Daryl Kang

Lead Data Scientist at Forbes

Daryl Kang is a data scientist at Forbes. He is passionate about media & entertainment, and the role that technology plays in advancing the industry. He graduated summa cum laude from UCLA with a degree in economics and earned his master’s in data science from Columbia University. Having come from a non-technical background, he credits having both an insider and outsider perspective to data science as an advantage in the workplace. In his current role at Forbes, Daryl works closely with various stakeholders to create data-driven solutions that empower journalists at every step of the creative process.

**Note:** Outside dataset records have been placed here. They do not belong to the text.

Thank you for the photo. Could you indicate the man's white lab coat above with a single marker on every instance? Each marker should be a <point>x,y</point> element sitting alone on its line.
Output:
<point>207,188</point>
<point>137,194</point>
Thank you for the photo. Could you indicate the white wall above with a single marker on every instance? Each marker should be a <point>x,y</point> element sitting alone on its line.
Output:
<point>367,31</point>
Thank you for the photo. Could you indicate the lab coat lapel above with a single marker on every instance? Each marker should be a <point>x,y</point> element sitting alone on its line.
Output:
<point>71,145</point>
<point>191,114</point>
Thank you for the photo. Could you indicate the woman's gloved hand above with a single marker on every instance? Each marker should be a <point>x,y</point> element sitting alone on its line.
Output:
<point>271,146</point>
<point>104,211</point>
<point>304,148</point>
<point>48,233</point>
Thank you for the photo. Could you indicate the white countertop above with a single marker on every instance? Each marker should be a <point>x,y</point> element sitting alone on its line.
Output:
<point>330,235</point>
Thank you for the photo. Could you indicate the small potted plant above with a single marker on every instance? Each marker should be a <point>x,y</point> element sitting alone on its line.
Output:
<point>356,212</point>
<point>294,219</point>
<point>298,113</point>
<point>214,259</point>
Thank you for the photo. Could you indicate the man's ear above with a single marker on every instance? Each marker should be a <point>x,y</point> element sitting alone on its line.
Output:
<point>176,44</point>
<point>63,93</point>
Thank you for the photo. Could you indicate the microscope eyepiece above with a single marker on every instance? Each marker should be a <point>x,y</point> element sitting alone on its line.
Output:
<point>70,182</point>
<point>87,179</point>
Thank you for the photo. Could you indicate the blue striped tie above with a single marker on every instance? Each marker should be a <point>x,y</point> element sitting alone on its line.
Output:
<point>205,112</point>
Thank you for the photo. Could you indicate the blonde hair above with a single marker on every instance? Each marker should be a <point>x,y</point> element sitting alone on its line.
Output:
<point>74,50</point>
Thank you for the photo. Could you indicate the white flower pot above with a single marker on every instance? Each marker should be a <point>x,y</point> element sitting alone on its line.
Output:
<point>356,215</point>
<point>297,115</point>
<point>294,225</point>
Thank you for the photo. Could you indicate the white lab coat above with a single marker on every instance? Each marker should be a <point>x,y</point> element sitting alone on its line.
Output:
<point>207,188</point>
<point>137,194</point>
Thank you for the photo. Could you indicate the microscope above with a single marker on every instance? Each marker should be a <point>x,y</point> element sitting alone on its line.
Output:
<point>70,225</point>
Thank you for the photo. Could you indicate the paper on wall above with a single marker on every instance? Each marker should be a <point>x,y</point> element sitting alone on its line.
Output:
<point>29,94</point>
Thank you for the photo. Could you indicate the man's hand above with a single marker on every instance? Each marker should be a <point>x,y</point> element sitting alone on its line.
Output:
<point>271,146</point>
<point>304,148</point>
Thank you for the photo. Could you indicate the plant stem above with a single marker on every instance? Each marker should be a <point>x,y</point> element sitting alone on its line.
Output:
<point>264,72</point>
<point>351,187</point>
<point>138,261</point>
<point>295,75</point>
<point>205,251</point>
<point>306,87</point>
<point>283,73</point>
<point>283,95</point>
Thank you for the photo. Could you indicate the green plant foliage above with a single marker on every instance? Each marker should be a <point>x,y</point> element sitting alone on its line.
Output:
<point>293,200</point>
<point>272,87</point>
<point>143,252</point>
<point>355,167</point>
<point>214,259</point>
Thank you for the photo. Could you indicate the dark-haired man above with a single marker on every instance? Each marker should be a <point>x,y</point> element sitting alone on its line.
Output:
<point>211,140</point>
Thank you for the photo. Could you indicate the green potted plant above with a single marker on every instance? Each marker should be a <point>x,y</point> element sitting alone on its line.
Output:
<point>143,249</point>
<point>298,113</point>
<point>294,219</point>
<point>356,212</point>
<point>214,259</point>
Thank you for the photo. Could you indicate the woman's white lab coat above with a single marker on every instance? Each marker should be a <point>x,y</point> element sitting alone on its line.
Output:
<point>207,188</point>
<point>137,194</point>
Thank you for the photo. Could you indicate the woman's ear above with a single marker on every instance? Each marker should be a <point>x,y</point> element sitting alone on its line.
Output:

WATCH LIVE: September 23 @ 2:25PM – 2:55PM ET

Summarizing News Clusters Through Text Vectorization

Information gathering, an essential part of the journalistic process, is often burdened by the vast and disorienting body of material available. This process is especially challenging in the fast-paced world of news media, where technology has enabled us to communicate across the globe in real-time. Fortunately, technology has also given us new tools and methods to tackle the challenges. Through the application of data science and natural language processing, we seek a more organized and automated way of initiating the journalistic research process. We can begin by summarizing the cluster of existing news articles surrounding a developing story and visualizing the landscape of reports and opinions already expressed. Text vectorization allows us to distill the contents of an article into their semantic components to be compared against other articles in the space. This offers the journalist a quick overview of the news landscape at a glance, helping her form her unique angle for her story amidst a crowded field, and providing her an organized starting point for further research.